I would wager that most artists, whether they identify as Hellenic or not, have a working relationship with at least one of the Muses. I work in several artistic fields, though my main field is writing. Within this field, I touch upon several genres, but I do have a particular fondness for tragedy.
I don’t share most of my tragic works here, because they are strictly artistic pursuits which do not fit into the religious theme of this blog, but I have been writing in the tragic style since I was a young girl. Long before I knew there was a name for it, and certainly long before I realized there was a Goddess overseeing my art.

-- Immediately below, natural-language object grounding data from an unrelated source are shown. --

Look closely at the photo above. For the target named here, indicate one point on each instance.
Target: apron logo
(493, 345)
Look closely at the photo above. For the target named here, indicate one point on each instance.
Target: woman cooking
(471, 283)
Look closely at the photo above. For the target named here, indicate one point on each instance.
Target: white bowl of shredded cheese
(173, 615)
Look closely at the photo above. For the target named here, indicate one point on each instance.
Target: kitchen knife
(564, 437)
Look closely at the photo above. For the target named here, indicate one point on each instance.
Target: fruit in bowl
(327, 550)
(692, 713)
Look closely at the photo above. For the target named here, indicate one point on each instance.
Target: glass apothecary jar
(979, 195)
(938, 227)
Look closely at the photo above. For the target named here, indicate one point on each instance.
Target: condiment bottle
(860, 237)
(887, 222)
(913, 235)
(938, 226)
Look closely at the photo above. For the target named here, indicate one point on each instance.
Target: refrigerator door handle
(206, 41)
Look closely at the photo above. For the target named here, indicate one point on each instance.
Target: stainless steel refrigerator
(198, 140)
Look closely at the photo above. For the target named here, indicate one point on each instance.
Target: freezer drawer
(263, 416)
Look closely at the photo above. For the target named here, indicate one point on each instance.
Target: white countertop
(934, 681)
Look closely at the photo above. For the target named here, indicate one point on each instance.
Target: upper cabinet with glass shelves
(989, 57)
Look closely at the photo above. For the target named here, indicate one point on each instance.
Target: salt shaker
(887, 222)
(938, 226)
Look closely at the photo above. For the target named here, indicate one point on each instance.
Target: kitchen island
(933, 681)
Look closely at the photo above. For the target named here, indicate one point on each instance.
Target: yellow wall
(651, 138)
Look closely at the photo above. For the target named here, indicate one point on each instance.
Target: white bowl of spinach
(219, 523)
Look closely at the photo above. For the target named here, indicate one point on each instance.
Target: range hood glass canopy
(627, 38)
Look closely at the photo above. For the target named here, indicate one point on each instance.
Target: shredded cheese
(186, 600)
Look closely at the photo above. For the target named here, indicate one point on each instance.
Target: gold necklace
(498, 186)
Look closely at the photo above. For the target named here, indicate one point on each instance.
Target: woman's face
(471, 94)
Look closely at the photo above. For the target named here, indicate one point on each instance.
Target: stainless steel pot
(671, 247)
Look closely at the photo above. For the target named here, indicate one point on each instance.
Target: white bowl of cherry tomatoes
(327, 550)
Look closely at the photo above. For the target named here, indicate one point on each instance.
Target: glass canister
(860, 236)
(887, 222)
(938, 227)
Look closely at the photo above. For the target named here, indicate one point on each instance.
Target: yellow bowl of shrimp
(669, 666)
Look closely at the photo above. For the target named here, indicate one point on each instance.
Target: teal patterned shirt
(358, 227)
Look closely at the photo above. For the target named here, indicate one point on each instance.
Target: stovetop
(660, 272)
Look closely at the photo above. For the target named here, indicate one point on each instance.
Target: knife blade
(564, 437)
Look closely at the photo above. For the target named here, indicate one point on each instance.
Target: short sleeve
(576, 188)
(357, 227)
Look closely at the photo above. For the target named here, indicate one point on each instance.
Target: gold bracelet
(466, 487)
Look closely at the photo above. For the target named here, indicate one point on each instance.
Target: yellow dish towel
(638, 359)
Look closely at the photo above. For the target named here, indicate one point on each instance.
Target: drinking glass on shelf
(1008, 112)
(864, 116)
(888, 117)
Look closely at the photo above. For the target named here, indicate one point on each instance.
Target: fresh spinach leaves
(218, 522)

I don’t know what draws me to Melpomene– or rather, what draws Her to me. It could be my lifetimes worth of trauma. It could be my dark personality. I may never know, but She has never been stingy with Her gifts. Inspiration comes freely and easily. The only thing stopping me from weaving the stories and poetry together is a lack of time and energy. But She doesn’t press. She waits until I can do what She bids.

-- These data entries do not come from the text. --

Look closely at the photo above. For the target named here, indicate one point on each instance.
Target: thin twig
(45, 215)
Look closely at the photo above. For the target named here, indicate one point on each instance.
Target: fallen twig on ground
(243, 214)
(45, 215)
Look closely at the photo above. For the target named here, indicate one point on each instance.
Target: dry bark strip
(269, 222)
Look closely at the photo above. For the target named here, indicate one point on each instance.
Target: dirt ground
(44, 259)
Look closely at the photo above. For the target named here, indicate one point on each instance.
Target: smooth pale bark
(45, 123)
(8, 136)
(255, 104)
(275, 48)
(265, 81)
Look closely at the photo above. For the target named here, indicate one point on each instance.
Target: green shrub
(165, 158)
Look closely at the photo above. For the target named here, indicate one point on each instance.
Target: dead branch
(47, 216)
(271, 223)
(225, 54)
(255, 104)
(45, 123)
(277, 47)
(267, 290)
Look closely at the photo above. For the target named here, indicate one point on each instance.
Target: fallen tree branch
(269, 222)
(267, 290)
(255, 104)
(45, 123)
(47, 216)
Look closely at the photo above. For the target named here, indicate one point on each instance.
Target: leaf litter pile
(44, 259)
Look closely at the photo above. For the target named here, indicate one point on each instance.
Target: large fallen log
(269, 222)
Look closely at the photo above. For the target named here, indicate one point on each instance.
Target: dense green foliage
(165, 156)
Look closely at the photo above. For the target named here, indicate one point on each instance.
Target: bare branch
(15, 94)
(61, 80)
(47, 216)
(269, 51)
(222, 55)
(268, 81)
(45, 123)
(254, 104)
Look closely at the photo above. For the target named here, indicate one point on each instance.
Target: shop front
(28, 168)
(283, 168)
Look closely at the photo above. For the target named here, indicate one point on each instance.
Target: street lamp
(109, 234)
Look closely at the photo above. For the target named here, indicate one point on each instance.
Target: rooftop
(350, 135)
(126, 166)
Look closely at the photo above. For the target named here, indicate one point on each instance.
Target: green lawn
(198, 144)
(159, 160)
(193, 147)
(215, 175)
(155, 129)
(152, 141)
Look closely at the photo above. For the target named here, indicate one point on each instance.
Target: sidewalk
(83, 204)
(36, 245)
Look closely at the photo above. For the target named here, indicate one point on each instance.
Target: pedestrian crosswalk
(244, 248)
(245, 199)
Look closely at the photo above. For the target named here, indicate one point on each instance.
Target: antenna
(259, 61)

And when that time comes? Oh, it is like a maelstrom of sensation! My heart beats faster, my fingertips tingle, and I can scarcely navigate the physical world for the cacophony of words and scenes and dark delights in my head. It is a type of possession, I am convinced.
But my Lady Melpomene is a gentle mistress. She eases away after a couple of hours, and I am left feeling warm and tired, but well cared for. She leads me not to suffer for my art, for which I am grateful. Most of all, though, I am grateful that She has taken me under Her tutelage, because without Melpomene, there would be no beautiful tragedy, at all.